闇のアイテムよ、呪われしその力を解き放つがよい!

 次の日から、ジーク王子が頻繁に屋敷に訪れるようになった。お目当ては、将来のお妃候補である私、カトリアーナ=ヴィトン……ではなく、その兄の、カストル=ヴィトン。表向きは私目当てで来ているように見せかけているけど、私の目は誤魔化せない。ジークがカストル兄さんと話している時の楽しそうな笑顔、カストル兄さんをを見つめる時の恍惚とした表情、そして帰り際、悲しげな瞳で振り向く後ろ姿。全方位からどう見ても、間違いなくガチ恋です。ありがとうございました。これは私の邪推や妄想ではない。既にウラはとれているのだ。なぜなら私には、前世から持ってきた秘密の道具がある。

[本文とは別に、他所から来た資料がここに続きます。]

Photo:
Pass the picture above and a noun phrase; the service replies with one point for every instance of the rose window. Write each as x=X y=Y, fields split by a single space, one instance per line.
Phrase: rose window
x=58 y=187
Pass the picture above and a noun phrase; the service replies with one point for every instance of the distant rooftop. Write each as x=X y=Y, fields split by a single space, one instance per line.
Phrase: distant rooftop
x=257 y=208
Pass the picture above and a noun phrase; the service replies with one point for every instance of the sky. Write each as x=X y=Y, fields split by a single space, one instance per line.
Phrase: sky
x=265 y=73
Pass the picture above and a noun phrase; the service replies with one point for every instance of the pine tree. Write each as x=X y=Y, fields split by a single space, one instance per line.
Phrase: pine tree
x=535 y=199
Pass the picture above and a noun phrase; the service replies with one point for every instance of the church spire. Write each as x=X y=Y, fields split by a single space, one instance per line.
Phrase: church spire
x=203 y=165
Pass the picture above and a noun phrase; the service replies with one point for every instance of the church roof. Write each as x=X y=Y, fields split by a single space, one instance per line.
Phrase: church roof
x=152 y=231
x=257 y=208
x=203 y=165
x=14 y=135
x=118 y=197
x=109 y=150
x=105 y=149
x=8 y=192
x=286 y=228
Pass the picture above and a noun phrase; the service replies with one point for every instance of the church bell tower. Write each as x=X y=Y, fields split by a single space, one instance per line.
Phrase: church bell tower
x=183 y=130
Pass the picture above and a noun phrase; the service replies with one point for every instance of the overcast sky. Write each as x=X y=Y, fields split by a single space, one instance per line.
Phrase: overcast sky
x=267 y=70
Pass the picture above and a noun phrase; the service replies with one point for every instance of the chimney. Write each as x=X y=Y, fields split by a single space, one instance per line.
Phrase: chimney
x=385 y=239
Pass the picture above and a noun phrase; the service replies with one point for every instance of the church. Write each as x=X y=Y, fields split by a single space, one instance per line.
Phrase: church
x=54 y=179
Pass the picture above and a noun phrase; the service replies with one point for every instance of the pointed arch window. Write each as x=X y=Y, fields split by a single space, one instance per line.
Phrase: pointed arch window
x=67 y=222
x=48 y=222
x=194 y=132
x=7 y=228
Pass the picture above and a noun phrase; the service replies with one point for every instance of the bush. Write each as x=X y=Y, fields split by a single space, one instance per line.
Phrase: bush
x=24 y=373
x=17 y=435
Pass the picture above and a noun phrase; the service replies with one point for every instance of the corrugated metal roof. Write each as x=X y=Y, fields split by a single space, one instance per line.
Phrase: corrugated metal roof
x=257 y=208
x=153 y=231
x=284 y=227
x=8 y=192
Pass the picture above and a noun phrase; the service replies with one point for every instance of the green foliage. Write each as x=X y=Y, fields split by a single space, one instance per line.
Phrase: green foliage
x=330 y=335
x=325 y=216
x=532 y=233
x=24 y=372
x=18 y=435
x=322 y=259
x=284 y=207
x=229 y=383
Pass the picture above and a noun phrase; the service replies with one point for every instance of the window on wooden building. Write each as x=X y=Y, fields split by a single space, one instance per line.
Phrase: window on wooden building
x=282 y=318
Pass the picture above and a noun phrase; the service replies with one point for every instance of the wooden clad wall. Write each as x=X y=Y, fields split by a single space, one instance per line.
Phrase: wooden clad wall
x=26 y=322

 いや、前世から持ってきた、というのは正確ではない。実際それは私の住む屋敷の裏の倉庫で、ある日偶然見つけたものだ。その道具とは「眼鏡」。古びた戸棚にしまわれていたこの眼鏡を見つけたときの衝撃を私は忘れられない。なぜなら、その眼鏡は、私が前世で身につけていたものと全く同じだったから。細い銀縁に、枠からはみ出すほど分厚いレンズ。眼鏡屋にいくたび、店のジジイに「いやぁ、ホントに目が悪いねぇ!」と言われるのが嫌で仕方なかった。かけると目が小さくなる、度の強い瓶底レンズ。野暮ったく思われたくなくて、つけたり外したりしていた銀縁眼鏡。前世から持ってきたものは記憶しかない私にとって、物質的に実在するそのメガネは、転生した私と前世とをつなぐ、特別なアイテムのように思えた。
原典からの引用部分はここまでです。